Non seulement donc la prudence naturelle et surnaturelle doit pousser les gouvernants à limiter l’accès de celui qui attaque ou affaiblit le bien de la foi, mais dans une vraie perspective de bien commun surnaturel il pourrait être aussi nécessaire, dans certaines circonstances, de refuser complètement l’accès de certains étrangers. On pourrait même ajouter qu’il faudrait évaluer attentivement l’opportunité d’accueillir des hommes chrétiens en bonne santé qui fuient, surtout s’ils sont en train de fuir une guerre, alors qu’ils auraient au contraire le devoir de combattre pour le bien commun de leur patrie ou de la foi. Si c’est le bien commun de la foi et de la charité que nous cherchons – tout en pouvant accueillir temporairement des femmes et des enfants – nous devrions aussi, dans certains cas, stimuler les hommes chrétiens en bonne santé et aptes aux armes à rester dans les terres chrétiennes pour les défendre et pour éviter le rétrécissement des confins de la Chrétienté (ou de ce qu’il en reste). C’est cela aussi la charité, et de courageux Évêques syriens l’ont affirmé récemment à haute voix.

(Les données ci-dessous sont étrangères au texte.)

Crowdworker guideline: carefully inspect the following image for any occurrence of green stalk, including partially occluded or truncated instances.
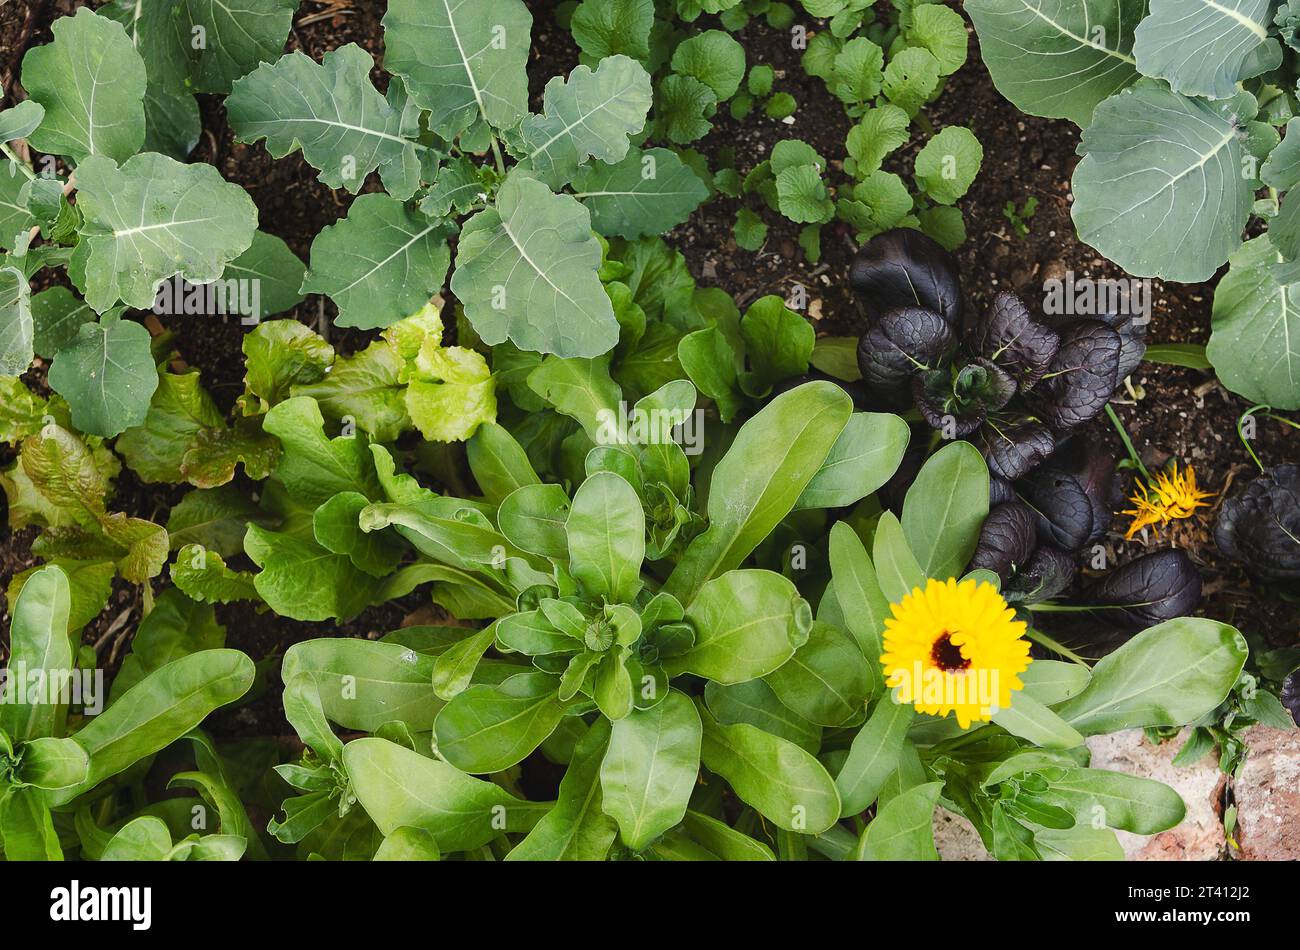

Quant aux musulmans, même en voulant admettre sans le concéder, qu’il s’agisse d’une immigration de nécessité, et non pas un processus maçonnique de substitution des peuples, il est plus que licite de freiner les arrivées, parce qu’en tant que disciples du Coran il est raisonnable de présumer qu’ils en veulent l’application, sous peine de ne plus être musulmans. Il est impossible de ne pas comprendre comment leur arrivée massive pourrait ne pas nuire gravement au bien surnaturel de la foi et de l’Église elle-même, à plus forte raison si on renonce – par absence de charité – même à essayer de les convertir à la vraie foi. On ne comprend pas non plus comment un prélat catholique – qui devrait bien savoir ce qu’est la charité – pourrait prêcher l’accueil des migrants à tout prix tout en se refusant à faire une quelconque distinction, presque comme s’il s’agissait d’un dogme révélé. Et cela est encore plus incompréhensible car il n’est pas nécessaire d’avoir la foi et la charité pour saisir combien l’immigration islamique est dangereuse. Le Cardinal Biffi, s’adressant aux gouvernants laïcs disait à ce propos : « Cela ne revient pas aux hommes d’Église, mais plutôt aux états occidentaux modernes de bien regarder le pour et le contre à ce sujet »[x]. Il en résulte qu’un homme d’Église a donc à double titre le devoir d’inciter les gouvernants à limiter l’immigration islamique : en raison de la loi naturelle et en raison de la vraie charité du Christ.
Don Stefano Carusi
[i] Saint Thomas d’Aquin, De Regno, lib. 2, cap. 3: “Nam civitas quae ad sui sustentationem mercationum multitudine indiget, necesse est ut continuum extraneorum convictum patiatur. Extraneorum autem conversatio corrumpit plurimum civium mores, secundum Aristotelis doctrinam in sua politica, quia necesse est evenire ut homines extranei aliis legibus et consuetudinibus enutriti, in multis aliter agant quam sint civium mores, et sic, dum cives exemplo ad agenda similia provocantur, civilis conversatio perturbatur. Rursus: si cives ipsi mercationibus fuerint dediti, pandetur pluribus vitiis aditus”.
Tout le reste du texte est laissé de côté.